Beyond clinical use, MEG is a growing research tool in neuropsychiatry. Studies have used it to distinguish between Alzheimer’s disease and mild cognitive impairment, identify early markers of schizophrenia, differentiate bipolar disorder from major depression, and study cognitive differences in autism. Its ability to track brain activity on a millisecond timescale makes it especially useful for studying how the brain processes information moment to moment.
MEG vs. fMRI and EEG
MEG, fMRI, and EEG each capture different aspects of brain activity. MEG’s biggest strength is speed: it records neural activity with millisecond resolution, showing the precise timing of brain processes. fMRI, by contrast, measures changes in blood flow and oxygen consumption, which lag behind actual neural firing by several seconds. That makes fMRI excellent for spatial detail (millimeter precision) but slow for timing. MEG captures the “when” far better than fMRI captures it.
Compared to EEG, MEG offers better spatial accuracy because magnetic fields aren’t distorted by the skull, scalp, and other tissues. EEG does have one advantage: it’s better at detecting signals from neurons oriented straight out from the brain’s surface (radially oriented sources), while MEG is most sensitive to neurons oriented along the surface. In practice, many research labs combine MEG and EEG to get the most complete picture.
What the Test Feels Like
A MEG scan is noninvasive, painless, and safe for all ages. There are no injections, no radioactive tracers, and no strong magnetic fields like those used in MRI. The machine is quiet, and patients rarely feel claustrophobic. You can be tested either sitting up or lying down, depending on what your care team needs.
During the test, technologists record your brain activity during both wakefulness and sleep. They monitor you continuously through video and audio, staying in constant contact. A live display shows your head position inside the sensor array so they can tell immediately if you need to be repositioned. For children, parents are welcome in the testing room to help keep things calm.

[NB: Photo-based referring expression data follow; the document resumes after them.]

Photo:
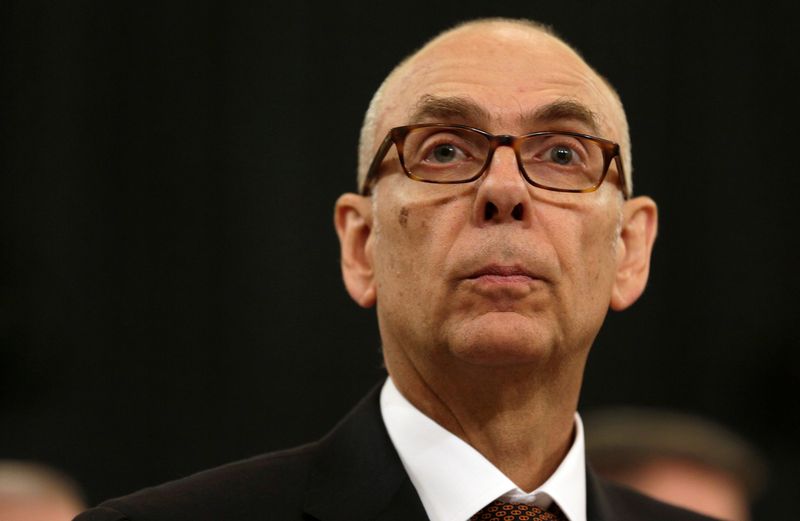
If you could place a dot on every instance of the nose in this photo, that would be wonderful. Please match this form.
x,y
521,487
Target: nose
x,y
503,195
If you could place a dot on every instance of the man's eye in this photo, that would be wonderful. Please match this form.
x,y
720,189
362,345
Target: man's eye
x,y
444,153
562,155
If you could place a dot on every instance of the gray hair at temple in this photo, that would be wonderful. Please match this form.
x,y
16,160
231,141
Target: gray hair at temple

After the scan, the raw data goes through extensive computer processing to filter out environmental interference and noise from patient movement. Several clinicians then review the cleaned data to complete the localization analysis. A report is typically sent to your referring doctor within about two weeks.

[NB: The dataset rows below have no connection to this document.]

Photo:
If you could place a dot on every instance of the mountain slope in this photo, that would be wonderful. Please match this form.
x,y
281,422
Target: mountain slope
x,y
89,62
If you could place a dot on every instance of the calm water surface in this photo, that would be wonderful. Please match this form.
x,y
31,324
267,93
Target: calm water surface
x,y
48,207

Who Can and Cannot Have a MEG Test
Because the sensors are extraordinarily sensitive to metal and electrical signals, certain implants and objects in your body can interfere with the test or make it unsafe. You generally cannot undergo MEG if you have:
- Cardiac devices: pacemakers or prosthetic heart valves
- Neurostimulators: vagal nerve stimulators or other implanted stimulators
- Surgical hardware: aneurysm clips, metal rods, plates, or screws
- Implanted medical devices: cochlear implants or implanted medication pumps
- Other metal: dental braces, permanent retainers, steel root canal pins, metal fragments in the body or eyes, or tattoos containing metallic ink
If you’ve had previous surgery or an injury where metal may have been left in your body, that also needs to be disclosed before testing. The restriction isn’t about safety risks like those with MRI (where strong magnets can move metal). It’s primarily about signal quality: metal objects create magnetic interference that can drown out the brain’s faint signals, making the data unusable.
Why the Room Matters
MEG testing takes place inside a magnetically shielded room, a specially constructed enclosure designed to block external magnetic fields from power lines, electronic equipment, vehicles, and even the Earth itself. Without this shielding, those background fields would overwhelm the brain signals MEG is trying to detect. The shielded room is one reason MEG systems are expensive and available only at specialized centers, typically large academic medical centers or dedicated epilepsy programs.